Jakarta (Antara Kalbar) - Kementerian Komunikasi dan Informatika mengidentikasi bahwa komunikasi publik antarkelompok masyarakat memanas menjelang Pemilu Presiden dan Wakil Presiden 9 Juli 2014.
Identifikasi itu disebutkan dalam rilis berita yang diterima Antara di Jakarta, Minggu, dari kegiatan "focus discussion group" (FDG) yang diselenggarakan Kementerian Komunikasi dan Informatika bekerja sama dengan Center for Indonesian Reform (CIR) di Jakarta, Jumat (27/6).
FDG bertema "Komunikasi Publik di Masa Transisi Kepemimpinan Nasional" itu menampilkan peneliti media, pengamat politik, sosial, dan ekonomi.
Awesometric, perusahaan yang bergerak di bidang monitoring media berbasis internet melakukan pantauan berseri sejak 10 April hingga 25 Juni 2014.
Berdasarkan perhitungan jumlah "mentions", pasangan calon presiden dan calon wakil presiden, Prabowo Subianto dan Hatta Rajasa unggul di media sosial (facebook 478.506 posting dan twitter 8.768.106 kicauan) berbanding dengan Joko Widodo dan Jusud Kalla (facebook 216.262 posting dan twitter 5.415.993 kicauan).
Namun di media "online" berbahasa Indonesia, Joko Widodo dan Jusuf Kalla unggul (316.062) dibanding Prabowo Subianto dan Hatta Rajasa (237.770).
Sementara di media "online" berbahasa Inggris, Prabowo Subianto dan Hatta Rajasa unggul tipis (2.272) dibanding Joko Widodo dan Jusuf Kalla (1.699).
Associate Director Awesometric, Tomi Satryatomo menjelaskan pemberitaan media mulai memanas saat penetapan capres dan cawapres tetapi perbincangan publik semakin tajam saat debat antarcapres.
Hal itu itu berarti debat merupakan alat efektif untuk menstimulasi publik dalam menentukan sikap politiknya.
Disebut bahwa dilihat dari pergeseran yang menarik, Prabowo-Hatta mendominasi media sosial untuk basis kelas menengah-bawah-desa (facebook) maupun kelas menegah-atas-kota (twitter) sedangkan Joko Widodo-Jusuf Kalla masih menjadi media di berita online.
Dinamika komunikasi menggambarkan kompetisi yang ketat untuk mempengaruhi persepsi publik dan meningkatkan elektabilitas kandidat.
Pengamat politik dari Universitas Indonesia Yon Mahmudi melihat aspek lain.
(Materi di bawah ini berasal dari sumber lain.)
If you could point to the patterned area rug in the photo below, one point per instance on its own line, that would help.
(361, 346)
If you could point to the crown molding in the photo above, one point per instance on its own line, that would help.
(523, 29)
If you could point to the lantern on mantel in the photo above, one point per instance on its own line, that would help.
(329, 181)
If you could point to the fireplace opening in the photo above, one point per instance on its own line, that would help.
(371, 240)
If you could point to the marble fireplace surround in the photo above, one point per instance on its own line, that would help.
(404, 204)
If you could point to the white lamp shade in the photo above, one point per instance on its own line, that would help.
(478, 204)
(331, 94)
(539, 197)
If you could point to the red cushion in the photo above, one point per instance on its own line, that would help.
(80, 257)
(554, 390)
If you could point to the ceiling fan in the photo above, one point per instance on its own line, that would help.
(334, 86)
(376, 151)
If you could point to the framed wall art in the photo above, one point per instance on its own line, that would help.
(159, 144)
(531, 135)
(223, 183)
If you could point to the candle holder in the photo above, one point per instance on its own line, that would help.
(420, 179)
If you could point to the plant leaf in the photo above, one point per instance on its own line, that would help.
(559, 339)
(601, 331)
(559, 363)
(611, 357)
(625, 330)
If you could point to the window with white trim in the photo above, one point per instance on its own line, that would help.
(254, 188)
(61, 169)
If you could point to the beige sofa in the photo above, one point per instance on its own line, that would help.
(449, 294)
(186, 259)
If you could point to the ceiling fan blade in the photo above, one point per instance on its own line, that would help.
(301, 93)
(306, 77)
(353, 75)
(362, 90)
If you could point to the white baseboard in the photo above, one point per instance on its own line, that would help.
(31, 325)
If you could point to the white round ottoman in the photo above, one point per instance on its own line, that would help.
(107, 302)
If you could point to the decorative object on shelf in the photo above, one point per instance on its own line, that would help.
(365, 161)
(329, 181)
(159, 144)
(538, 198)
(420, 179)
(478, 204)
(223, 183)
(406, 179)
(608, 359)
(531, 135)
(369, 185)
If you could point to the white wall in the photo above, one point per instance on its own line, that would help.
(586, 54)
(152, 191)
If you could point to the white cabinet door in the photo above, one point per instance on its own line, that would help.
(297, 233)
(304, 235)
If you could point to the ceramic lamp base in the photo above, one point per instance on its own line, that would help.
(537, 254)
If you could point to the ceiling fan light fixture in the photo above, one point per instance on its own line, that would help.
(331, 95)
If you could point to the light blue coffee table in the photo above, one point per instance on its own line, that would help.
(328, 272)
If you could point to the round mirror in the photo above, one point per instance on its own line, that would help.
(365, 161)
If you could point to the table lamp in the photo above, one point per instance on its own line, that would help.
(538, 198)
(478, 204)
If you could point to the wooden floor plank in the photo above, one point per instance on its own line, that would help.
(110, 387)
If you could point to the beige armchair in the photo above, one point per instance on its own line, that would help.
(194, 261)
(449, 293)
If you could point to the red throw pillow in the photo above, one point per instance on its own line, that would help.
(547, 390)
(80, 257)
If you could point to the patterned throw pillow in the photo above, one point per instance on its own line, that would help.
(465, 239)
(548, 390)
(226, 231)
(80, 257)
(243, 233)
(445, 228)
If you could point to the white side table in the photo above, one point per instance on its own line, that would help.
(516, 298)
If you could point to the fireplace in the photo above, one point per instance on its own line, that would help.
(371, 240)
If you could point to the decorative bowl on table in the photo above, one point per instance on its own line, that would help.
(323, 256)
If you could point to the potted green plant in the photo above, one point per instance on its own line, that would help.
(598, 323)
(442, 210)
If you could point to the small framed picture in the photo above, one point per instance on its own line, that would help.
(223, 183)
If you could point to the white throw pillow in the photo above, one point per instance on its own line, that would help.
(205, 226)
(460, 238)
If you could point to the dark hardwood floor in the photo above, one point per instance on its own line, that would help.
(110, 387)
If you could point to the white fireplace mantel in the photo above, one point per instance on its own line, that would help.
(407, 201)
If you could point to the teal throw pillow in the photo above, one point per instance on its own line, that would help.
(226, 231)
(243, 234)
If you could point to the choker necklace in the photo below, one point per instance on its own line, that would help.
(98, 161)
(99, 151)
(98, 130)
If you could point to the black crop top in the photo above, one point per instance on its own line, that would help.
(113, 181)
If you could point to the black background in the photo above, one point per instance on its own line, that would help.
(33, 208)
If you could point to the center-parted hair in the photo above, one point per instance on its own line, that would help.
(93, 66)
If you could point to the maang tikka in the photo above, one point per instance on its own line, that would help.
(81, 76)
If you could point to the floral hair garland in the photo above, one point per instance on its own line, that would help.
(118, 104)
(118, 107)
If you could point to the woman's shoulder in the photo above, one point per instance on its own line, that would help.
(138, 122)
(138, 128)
"Pilpres dengan dua pasangan kandidat jelas menghemat biaya politik karena hanya berlangsung satu putaran namun biaya sosial meningkat karena terjadi ketegangan dan renggangnya hubungan antara kelompok yang berbeda pilihan politik," kata dosen Fakultas Ilmu Budaya UI dan menjabat Vice Director Institute of Leadership Development UI itu
Kedua capres dipersepsi publik mencerminkan dua gaya kepemimpinan yang berbeda, katanya.
Prabowo dipersepsi sebagai figur yang tegas, berani dan membawa ketertiban sedangkan Joko Widodo mewakili sosok yang merakyat, komunikatif, dan membangun kebersamaan.
"Presiden terpilih akan melahirkan kultur kepemimpinan baru. Yang penting, apakah gaya kepemimpinan itu efektif mendorong reformasi birokrasi dan meningkatkan kualitas pelayanan publik," kata Yon.
Direktur Eksekutif CIR Sapto Waluyo menelusuri karakter" netizen" (publik yang mengakses internet apakah sama dengan "the real citizen" (warga negara) yang tinggal di berbagai daerah dengan kondisi beragam.
"Kita menyaksikan perbincangan panas di dunia maya, bahkan terjadi twitwar (perang virtual). Di lapangan juga mulai terlihat bentrok antara pendukung capres bahkan ancaman provokasi kekerasan seperti di Yogyakarta," kata Sapto.
Menurut dia perlu mekanisme kontrol di media sosial.
Staf Khusus Menkominfo Ahmad Mabruri menerima masukan kritis dalam diskusi.
"Pemerintah menjamin kebebasan berpendapat sesuai konstitusi tetapi juga menjaga stabilitas sosial-politik," katanya.
Keseimbangan peran, menurut dia, perlu dilakukan di masa Pilpres, jangan sampai terjadi benturan, apalagi konflik yang meluas sehingga menggoyahkan stabilitas nasional.